A careful retrospective analysis found that the apparent efficacy of all sepsis therapeutics studied to date has been greatest among the patients at greatest risk of dying before treatment; conversely, use of many of these drugs has been associated with increased mortality rates among patients who are less ill. It is possible that neutralizing one of many different mediators may help patients who are very sick, whereas disrupting the mediator balance may be harmful to patients whose adaptive defense mechanisms are working well.
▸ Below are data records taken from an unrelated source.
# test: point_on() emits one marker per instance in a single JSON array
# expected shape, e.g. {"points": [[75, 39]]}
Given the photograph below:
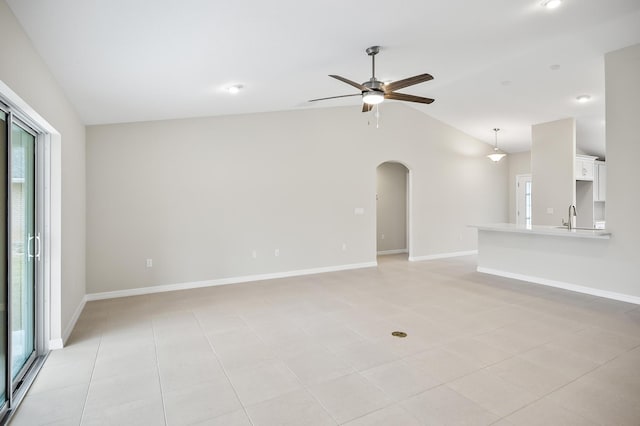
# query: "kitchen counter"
{"points": [[548, 255], [555, 231]]}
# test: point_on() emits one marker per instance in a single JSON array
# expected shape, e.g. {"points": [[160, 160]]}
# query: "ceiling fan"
{"points": [[375, 91]]}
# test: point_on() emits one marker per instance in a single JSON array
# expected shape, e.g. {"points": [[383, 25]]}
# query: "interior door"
{"points": [[523, 200]]}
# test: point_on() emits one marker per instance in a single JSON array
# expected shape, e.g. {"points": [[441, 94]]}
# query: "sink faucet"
{"points": [[573, 217]]}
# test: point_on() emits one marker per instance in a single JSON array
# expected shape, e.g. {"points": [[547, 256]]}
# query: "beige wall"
{"points": [[24, 72], [198, 196], [622, 69], [391, 207], [519, 164], [553, 152]]}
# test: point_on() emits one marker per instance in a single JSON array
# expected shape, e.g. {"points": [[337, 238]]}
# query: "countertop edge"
{"points": [[553, 231]]}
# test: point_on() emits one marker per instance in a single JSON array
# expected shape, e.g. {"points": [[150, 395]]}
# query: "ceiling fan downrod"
{"points": [[373, 51]]}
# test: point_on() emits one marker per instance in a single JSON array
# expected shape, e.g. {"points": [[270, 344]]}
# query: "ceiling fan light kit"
{"points": [[496, 155], [373, 98], [374, 91]]}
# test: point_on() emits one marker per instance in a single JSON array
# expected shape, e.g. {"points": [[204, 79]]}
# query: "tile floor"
{"points": [[318, 350]]}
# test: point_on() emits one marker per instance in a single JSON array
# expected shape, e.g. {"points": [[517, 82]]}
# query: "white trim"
{"points": [[51, 221], [443, 255], [72, 322], [396, 251], [563, 285], [223, 281]]}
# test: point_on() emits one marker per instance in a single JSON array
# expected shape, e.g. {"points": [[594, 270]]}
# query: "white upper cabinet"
{"points": [[584, 167], [600, 181]]}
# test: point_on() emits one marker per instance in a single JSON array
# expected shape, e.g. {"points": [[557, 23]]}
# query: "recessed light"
{"points": [[551, 4], [234, 89]]}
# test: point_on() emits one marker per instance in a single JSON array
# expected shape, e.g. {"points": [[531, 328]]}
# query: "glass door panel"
{"points": [[24, 249], [3, 256]]}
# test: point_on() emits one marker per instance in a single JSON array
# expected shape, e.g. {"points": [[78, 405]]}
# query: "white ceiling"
{"points": [[134, 60]]}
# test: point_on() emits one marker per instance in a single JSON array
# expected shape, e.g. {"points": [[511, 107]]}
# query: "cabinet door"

This analysis suggests that if more aggressive early resuscitation improves survival rates among sicker patients, it will become more difficult to obtain additional benefit from other therapies; that is, if an intervention improves patients’ risk status, moving them into a “less severe illness” category, it will be harder to show that adding another agent to the therapeutic regimen is beneficial. THE SURVIVING SEPSIS CAMPAIGN
An international consortium has advocated “bundling” of multiple therapeutic maneuvers into a unified algorithmic approach that will become the standard of care for severe sepsis. In theory, such a strategy would improve care by mandating measures that seem to bring maximal benefit, such as the rapid administration of appropriate antimicrobial therapy, fluids, and blood pressure support. Caution may be engendered by the fact that three of the key elements of the initial algorithm were eventually withdrawn for lack of evidence; moreover, the benefit of the current sepsis bundles has not been established in randomized controlled clinical trials.